Coppen remembers the A1 then as a single carriageway. "We saw one lorry every 10 minutes but had a steady stream of customers for the parts we were salvaging and selling," he says.

"Business was good. Five years ago, after my brothers became ill, I closed the garage and forecourt to concentrate on buying a stripping Volvos for spares we could sell." We're interrupted by a phone call, one of many that Coppen takes during my visit.

"A rear wiper motor for a 2005 Volvo V70:" he confirms with the caller. "Which side does the arm park on? Left or right? Between 2000 and 2004 they parked on the left, but after that on the right, although some cars registered in 2005 were old stock that were parked on the left. I have a motor in stock.*

Call over, Coppen tells me he's blessed with an excellent memory for Volvo parts gained during the past 40 years: "I don't even need to catalogue the parts I stock; I know exactly what l have and Where it is, and I've spent thousands of hours learning Volvo faults and their cures."

Seconds later, he demonstrates his knowledge when another caller says he has tried everything but cannot start his 240. "You're getting fuel and you're getting a spark," Coppen repeats. "Perhaps the spark isn't big enough. Check the amplifier behind the headlight that boosts it."

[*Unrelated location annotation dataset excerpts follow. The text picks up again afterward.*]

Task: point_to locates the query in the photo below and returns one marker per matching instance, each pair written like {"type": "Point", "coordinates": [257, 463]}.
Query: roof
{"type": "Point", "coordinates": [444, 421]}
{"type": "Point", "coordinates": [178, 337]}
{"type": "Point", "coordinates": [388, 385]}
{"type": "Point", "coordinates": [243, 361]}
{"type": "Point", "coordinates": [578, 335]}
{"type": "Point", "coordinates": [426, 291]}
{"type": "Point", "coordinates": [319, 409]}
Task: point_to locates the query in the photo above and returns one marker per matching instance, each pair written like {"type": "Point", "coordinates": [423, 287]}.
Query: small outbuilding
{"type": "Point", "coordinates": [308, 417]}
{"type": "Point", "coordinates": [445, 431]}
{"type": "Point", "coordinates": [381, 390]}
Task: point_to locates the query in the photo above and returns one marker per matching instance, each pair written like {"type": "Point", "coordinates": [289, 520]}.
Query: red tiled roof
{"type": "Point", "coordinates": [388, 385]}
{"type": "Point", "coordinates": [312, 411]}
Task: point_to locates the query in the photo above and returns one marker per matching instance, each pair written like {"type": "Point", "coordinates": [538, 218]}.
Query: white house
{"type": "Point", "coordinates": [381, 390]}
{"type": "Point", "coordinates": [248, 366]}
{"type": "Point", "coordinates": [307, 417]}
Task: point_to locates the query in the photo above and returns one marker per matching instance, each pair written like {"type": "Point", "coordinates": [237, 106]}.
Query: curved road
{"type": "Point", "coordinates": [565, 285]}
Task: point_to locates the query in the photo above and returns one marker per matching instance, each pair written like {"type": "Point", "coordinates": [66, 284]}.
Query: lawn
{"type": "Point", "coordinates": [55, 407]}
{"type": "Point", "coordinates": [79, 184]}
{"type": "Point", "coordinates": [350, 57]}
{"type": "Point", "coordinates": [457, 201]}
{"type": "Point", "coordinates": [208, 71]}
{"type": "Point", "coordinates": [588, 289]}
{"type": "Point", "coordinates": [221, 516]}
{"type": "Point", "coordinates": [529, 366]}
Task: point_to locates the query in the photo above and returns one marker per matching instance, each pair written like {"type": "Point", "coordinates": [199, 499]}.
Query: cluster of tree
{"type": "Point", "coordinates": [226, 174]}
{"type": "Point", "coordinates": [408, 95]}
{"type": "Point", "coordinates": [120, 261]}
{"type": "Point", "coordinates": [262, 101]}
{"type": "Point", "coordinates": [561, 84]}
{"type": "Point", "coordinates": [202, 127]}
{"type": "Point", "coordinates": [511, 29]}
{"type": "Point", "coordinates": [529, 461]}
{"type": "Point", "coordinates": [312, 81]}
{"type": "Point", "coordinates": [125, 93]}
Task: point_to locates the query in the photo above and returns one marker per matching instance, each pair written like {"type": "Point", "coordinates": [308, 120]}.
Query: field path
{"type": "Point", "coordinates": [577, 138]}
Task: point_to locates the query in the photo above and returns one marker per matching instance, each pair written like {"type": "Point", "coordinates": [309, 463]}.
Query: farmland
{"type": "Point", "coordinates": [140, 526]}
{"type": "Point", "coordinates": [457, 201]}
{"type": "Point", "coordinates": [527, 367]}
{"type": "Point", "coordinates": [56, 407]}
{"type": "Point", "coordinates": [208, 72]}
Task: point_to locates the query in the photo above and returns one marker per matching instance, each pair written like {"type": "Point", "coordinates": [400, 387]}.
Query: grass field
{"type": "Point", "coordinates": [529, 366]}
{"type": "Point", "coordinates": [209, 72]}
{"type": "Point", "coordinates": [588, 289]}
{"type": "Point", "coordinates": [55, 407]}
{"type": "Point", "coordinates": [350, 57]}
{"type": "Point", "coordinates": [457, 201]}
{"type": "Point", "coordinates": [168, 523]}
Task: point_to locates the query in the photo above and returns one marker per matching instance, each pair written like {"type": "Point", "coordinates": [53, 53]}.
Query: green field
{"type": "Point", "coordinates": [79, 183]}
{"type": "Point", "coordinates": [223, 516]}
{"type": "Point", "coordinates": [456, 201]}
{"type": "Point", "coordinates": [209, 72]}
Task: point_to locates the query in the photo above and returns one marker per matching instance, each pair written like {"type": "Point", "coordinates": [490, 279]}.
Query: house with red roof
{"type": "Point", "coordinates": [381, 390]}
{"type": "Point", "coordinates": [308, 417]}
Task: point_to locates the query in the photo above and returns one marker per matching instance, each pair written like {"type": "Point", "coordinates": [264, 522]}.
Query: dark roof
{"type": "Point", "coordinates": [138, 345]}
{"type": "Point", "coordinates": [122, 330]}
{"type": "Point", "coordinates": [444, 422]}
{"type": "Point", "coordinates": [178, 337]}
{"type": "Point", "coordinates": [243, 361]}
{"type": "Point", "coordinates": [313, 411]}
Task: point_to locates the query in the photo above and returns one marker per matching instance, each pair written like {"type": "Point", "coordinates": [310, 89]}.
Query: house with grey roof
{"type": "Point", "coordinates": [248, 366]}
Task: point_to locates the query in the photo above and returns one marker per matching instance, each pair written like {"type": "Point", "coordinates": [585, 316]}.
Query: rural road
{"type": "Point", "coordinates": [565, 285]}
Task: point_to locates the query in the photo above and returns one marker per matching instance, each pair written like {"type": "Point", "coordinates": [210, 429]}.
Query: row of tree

Coppen reckons the average age of his Volvos is 12 years, but I've seen many around the place that are much older. He removes their lights, door mirrors, radios and parcel shelves for storage and resale.

"They're my biggest sellers," he says. "If I left them on the cars, they'd be stolen." He stocks rows upon rows of lights, none of them labelled, since he says he knows which model each of them fits.

We head outside to inspect the wrecks. I'm keen to locate the oldest, a 1973 144 that he's had for 30 years and claims to still be selling bits from.

However, picking our way through the twisted metal is heavy going (Coppen isn't in the best of health) and so it eludes us. No worries: it's enough simply to stumble among the remains of his magnificent 960s and 940s and the occasional 850 estate. Is that a 480 ES over there? Over there, an S80, and next to it a C70.

Coppen has huge respect for the cars. "The old Volvos could do 300,000 miles with ease. I once took in a V70 with 525,000 miles on the clock. The only reason many of them ended up here is when the cambelt went and it took the engine with it."

Loppen won't mind me saying he isn't exactly in the first flush of youth. Why not just sell up and retire? "My customers need me," he replies.

"Few people know old Volvos as well as I do." I'm willing to bet a stack of old headlights on that.